The tattoo I got on this journey seems like a pretty simple message, but trust me it’s not. It’s a reminder about this lesson that I see every day – GO, Do Everything In Love. He has asked us to Go to the nations. To share the good news of the gift of salvation that is freely available to all who accept it. Why does He offer this gift? Love. There’s no other explanation. Love is the basis of all He does, and it’s why He asks us to GO. Our greatest commandments are to love the Lord with all our heart, soul, mind and strength, and love our neighbors (all people) as we love ourselves. Jesus also tells his followers this: By this they will know that you are my disciples – that you love one another.
We can’t begin to understand how to love ourselves until we understand how God loves us. And we can’t understand how God loves us until we get to know Him. As I spent more and more time with God this last month, I felt more and more of His love. His love for me. His love for my team and squad. His love for the people at my ministry site. And His love for those outside my walls. This is my job. For the rest of my life, this is who He wants me to be. Someone who loves as He loves.
Truth be told, I’m not very good at it, but I’m learning. It’s one of the wonderful things about relying on Him and His strength. I’m not capable of loving like He does, but when I spend time with Him daily, when I walk with Him and talk with Him, I learn to rely on Him to help me love people. It’s easy when you surround yourself with people who are easy for you to love. But when you’re in the company of people who aren’t easy to love, that’s when I find myself ping that His grace will be there to sustain me and help me be like Jesus. While we were yet sinners He still died for us: This is the love of Christ. Loving those who don’t deserve it, the ones the world deems unlovable. This is the true test.
At the end of our time at the ministry site, most of the team woke up early on the day we left so that we could see the kids off to school. At 6:30-ish in the morning I sat on the front porch (so-to-speak) of our compound waiting for the van to arrive to take them away. One of the kids, Eris, a 7 year old little girl, was laying her head on my lap with tears streaming down her face. No sobs, no wails or tantrums… just a steady stream of tears and an occasional sniffle. She turned and looked up at me after several minutes and gently whispered – “I wish you would stay longer. I wish you would stay for 2 months. I love you.”
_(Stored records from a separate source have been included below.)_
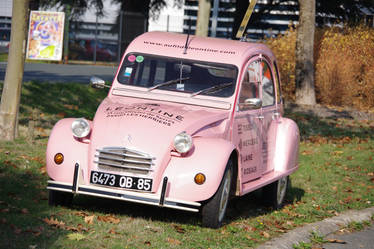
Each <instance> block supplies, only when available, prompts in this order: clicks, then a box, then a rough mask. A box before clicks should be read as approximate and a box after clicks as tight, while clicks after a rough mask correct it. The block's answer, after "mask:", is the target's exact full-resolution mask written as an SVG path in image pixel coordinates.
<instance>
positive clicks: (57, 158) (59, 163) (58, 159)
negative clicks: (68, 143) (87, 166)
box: [54, 153, 64, 164]
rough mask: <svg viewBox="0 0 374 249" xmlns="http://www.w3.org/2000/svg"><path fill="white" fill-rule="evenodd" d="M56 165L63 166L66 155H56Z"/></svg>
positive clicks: (56, 154)
mask: <svg viewBox="0 0 374 249" xmlns="http://www.w3.org/2000/svg"><path fill="white" fill-rule="evenodd" d="M54 159H55V163H56V164H61V163H63V161H64V155H62V154H61V153H57V154H56V155H55V158H54Z"/></svg>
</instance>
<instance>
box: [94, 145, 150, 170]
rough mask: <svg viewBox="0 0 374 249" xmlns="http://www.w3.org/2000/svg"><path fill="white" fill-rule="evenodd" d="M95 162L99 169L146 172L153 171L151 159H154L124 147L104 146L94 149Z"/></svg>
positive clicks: (138, 151) (101, 169)
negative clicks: (105, 146) (113, 146)
mask: <svg viewBox="0 0 374 249" xmlns="http://www.w3.org/2000/svg"><path fill="white" fill-rule="evenodd" d="M96 151H97V152H98V153H97V154H96V155H95V157H96V158H97V159H98V160H96V159H95V161H94V162H95V163H97V164H98V168H99V169H101V170H109V171H117V172H126V173H127V172H130V173H135V174H148V173H149V172H151V171H153V169H152V165H154V163H153V161H154V160H155V159H156V158H154V157H152V156H150V155H149V154H147V153H144V152H140V151H136V150H131V149H128V148H125V147H104V148H102V149H97V150H96Z"/></svg>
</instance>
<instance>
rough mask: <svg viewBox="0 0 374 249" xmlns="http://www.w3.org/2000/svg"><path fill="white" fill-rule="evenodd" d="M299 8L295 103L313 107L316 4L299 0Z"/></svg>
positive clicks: (305, 0)
mask: <svg viewBox="0 0 374 249" xmlns="http://www.w3.org/2000/svg"><path fill="white" fill-rule="evenodd" d="M299 7H300V11H299V26H298V28H297V34H296V51H295V55H296V70H295V81H296V103H298V104H303V105H315V104H316V95H315V90H314V62H313V48H314V30H315V20H316V14H315V11H316V2H315V0H299Z"/></svg>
Afterward I thought about this moment and it hit me – this is what Jesus says to us. How often to we come into His presence for just a moment, tell Him how much we love and adore Him and how we want to serve Him, and after a 2 hour Sunday service we run right back to our normal routines of ignoring or forgetting His existence. As we walk out the door He looks longingly at us and says, “I wish you would stay. I wish you would stay forever.” And we still turn and walk out forgetting or ignoring everything that just happened.
He’s not a God who’s going to force us to be with Him. That’s not how He works. But He does want us to be with Him. He desires our presence. Why? Because He loves us… even when and though we are difficult to love. Everything He does is in love, and He’s the one I need to run to if I want to learn to do the same. GO. Do Everything In Love.